Cezanın İnfazından Sonra Belli Bir Süreyle Uygulanabilen Hak Yoksunluğunun Şartları

Cezanın İnfazından Sonra Belli Bir Süreyle Uygulanabilen Hak Yoksunluğunun Şartları

Yeni Türk Ceza Kanunu’nda benimsenen yaptırım sisteminde, söz konusu hak yoksunluklarının, kural olarak, mahkûm olunan cezanın infazının tamamlanmasına kadar devam etmesi öngörülmüştür (m. 53/2). Bu kuralın da istisnaları vardır. Bu istisnalar şunlardır:

a) 5237 sayılı Türk Ceza Kanunu’nun 53. maddenin birinci fıkrasında sayılan hak ve yetkilerden birinin kötüye kullanılması suretiyle işlenen suçlar dolayısıyla;

aa) Hapis cezasına mahkûmiyet hâlinde, ayrıca, hükmolunan cezanın yarısından bir katına kadar,

bb) Sadece adlî para cezasına mahkûmiyet hâlinde, hükümde belirtilen gün sayısının yarısından bir katına kadar,

bu hak ve yetkinin kullanılmasının yasaklanmasına karar verilir. Bu kararlara konu yasaklılık süreleri, hapis veya adlî para cezasının infazından itibaren işlemeye başlayacaktır (m. 53/5). Burada, belli bir hak ve yetkinin kötüye kullanılması suretiyle işlenen kasıtlı suçlar dolayısıyla mahkûmiyet hâlinde, mahkûm olunan cezanın infazından sonra da etkili olmak üzere bu hak ve yetkinin kullanılmasının yasaklanmasına ayrıca hükmedilmesi öngörülmüştür. Bu durumda mahkemenin belli bir hak ve yetkiyle ilgili olarak vereceği yasaklama kararı bir güvenlik tedbiri niteliği taşımaktadır.

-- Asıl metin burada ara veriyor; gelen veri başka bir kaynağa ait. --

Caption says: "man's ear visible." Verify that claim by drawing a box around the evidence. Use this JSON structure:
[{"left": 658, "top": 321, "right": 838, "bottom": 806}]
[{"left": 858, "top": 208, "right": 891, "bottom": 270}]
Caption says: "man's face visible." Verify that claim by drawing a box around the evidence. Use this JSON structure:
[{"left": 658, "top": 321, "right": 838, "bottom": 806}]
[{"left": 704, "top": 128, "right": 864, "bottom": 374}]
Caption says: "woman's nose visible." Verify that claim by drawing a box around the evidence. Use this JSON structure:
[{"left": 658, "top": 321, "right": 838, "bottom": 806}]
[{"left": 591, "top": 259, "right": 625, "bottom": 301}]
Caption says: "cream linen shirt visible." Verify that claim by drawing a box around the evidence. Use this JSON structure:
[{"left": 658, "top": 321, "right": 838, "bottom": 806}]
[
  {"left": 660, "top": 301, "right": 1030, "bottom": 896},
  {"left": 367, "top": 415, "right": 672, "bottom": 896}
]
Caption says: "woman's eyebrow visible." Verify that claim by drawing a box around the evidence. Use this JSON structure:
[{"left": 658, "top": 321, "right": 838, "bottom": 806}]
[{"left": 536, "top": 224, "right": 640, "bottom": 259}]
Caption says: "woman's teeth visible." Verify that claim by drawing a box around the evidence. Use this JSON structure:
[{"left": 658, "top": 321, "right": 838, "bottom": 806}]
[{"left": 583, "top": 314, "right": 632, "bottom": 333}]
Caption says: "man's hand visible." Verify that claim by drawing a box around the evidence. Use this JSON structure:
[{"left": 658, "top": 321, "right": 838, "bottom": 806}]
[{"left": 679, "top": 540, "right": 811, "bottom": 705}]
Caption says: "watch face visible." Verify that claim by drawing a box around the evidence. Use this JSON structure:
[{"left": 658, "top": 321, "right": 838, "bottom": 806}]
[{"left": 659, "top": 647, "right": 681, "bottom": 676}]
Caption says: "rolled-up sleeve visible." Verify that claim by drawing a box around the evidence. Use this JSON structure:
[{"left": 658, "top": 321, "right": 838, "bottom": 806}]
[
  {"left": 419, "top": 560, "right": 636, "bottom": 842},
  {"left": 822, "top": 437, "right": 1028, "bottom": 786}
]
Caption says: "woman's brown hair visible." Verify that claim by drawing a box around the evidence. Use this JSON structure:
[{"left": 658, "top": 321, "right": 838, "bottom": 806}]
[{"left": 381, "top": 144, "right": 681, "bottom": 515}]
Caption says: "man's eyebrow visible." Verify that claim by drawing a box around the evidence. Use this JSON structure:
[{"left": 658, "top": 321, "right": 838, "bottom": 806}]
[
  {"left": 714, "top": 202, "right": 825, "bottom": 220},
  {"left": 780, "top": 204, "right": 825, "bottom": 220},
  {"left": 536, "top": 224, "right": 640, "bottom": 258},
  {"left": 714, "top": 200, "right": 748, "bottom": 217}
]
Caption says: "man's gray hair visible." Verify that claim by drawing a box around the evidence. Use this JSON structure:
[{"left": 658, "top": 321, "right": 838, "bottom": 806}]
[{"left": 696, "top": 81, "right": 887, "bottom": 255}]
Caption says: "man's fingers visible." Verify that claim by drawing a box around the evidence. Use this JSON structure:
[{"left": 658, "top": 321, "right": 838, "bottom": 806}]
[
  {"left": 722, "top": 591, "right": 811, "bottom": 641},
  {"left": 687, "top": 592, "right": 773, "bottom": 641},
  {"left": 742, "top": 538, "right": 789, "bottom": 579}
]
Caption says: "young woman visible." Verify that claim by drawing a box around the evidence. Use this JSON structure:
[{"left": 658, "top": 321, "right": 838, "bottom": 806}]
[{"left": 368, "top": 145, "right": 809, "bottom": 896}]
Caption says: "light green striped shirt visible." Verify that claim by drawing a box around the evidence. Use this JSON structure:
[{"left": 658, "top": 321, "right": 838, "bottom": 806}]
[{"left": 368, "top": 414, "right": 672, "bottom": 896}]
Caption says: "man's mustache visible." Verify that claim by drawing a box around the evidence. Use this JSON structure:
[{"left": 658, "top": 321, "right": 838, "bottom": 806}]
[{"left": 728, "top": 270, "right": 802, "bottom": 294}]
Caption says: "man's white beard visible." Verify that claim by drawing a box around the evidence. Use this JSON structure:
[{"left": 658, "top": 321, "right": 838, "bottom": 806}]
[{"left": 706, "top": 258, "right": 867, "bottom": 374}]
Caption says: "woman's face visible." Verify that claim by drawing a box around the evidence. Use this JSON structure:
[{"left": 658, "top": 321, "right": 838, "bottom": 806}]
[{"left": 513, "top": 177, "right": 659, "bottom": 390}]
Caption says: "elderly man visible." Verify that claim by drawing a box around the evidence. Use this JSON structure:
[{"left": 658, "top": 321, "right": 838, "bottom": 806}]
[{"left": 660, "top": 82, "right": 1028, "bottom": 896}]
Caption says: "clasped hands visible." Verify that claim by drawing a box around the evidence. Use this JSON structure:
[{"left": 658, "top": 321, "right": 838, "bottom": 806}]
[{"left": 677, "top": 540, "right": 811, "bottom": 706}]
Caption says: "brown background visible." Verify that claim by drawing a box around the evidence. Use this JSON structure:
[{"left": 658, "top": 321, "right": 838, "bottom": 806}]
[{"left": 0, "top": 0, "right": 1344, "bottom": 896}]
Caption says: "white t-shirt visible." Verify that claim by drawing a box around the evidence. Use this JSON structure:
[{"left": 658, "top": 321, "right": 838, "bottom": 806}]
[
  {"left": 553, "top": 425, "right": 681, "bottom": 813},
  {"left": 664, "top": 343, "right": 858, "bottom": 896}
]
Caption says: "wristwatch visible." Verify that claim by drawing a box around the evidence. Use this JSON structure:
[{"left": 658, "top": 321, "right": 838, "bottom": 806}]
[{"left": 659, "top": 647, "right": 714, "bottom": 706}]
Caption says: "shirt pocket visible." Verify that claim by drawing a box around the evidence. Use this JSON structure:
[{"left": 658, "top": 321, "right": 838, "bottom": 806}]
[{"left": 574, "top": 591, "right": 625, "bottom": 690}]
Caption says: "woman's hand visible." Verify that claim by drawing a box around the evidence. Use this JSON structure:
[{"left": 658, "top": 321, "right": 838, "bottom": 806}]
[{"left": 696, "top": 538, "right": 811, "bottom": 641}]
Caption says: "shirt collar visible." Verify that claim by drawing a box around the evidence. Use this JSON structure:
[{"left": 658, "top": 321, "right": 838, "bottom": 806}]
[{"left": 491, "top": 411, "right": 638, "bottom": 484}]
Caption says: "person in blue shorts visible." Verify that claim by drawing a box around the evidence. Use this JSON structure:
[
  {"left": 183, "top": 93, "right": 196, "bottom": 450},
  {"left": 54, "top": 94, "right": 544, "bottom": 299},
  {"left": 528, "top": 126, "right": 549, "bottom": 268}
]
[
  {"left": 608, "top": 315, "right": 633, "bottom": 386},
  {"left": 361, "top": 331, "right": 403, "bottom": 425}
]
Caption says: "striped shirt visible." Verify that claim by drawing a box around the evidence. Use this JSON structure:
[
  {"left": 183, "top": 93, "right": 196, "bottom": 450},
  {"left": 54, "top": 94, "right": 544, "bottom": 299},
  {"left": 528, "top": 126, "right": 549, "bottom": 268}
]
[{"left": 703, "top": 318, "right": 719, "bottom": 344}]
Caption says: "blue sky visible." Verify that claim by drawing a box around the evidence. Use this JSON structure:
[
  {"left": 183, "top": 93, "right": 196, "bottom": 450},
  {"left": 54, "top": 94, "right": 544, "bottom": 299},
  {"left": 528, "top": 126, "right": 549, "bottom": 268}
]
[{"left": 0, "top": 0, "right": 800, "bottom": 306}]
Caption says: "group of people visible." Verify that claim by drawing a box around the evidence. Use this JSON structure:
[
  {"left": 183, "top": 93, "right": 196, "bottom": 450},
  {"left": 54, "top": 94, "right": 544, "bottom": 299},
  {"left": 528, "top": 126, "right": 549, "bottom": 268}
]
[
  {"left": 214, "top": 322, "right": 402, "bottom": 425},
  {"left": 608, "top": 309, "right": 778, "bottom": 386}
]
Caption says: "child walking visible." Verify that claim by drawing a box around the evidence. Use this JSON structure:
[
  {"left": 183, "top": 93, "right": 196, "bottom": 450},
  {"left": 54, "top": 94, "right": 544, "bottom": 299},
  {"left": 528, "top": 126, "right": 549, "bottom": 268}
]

b) 5237 sayılı Türk Ceza Kanunu’nun 53. maddesinin altıncı fıkrası uyarınca verilecek, belli bir meslek veya sanatın icrasının yasaklanmasına ya da sürücü belgesinin geri alınmasına dair kararlara konu olan yasaklama ve geri alma, hükmün kesinleşmesiyle yürürlüğe girer ve süre (yani belli bir meslek veya sanatın icrasının yasaklanması ya da sürücü belgesinin geri alınması süresi), cezanın tümüyle infazından itibaren işlemeye başlar (m.53/6).

TCK 53. Maddenin beşinci fıkrasına göre kasten Birinci fıkrada sayılan hak ve yetkilerden birinin kötüye kullanılması suretiyle işlenen suçlar” bakımından mahkûmiyet kararı verildiğinde cezanın infazından sonra da bu hak ve yetkilerin kullanılmasının yasaklanması kabul edilmiştir.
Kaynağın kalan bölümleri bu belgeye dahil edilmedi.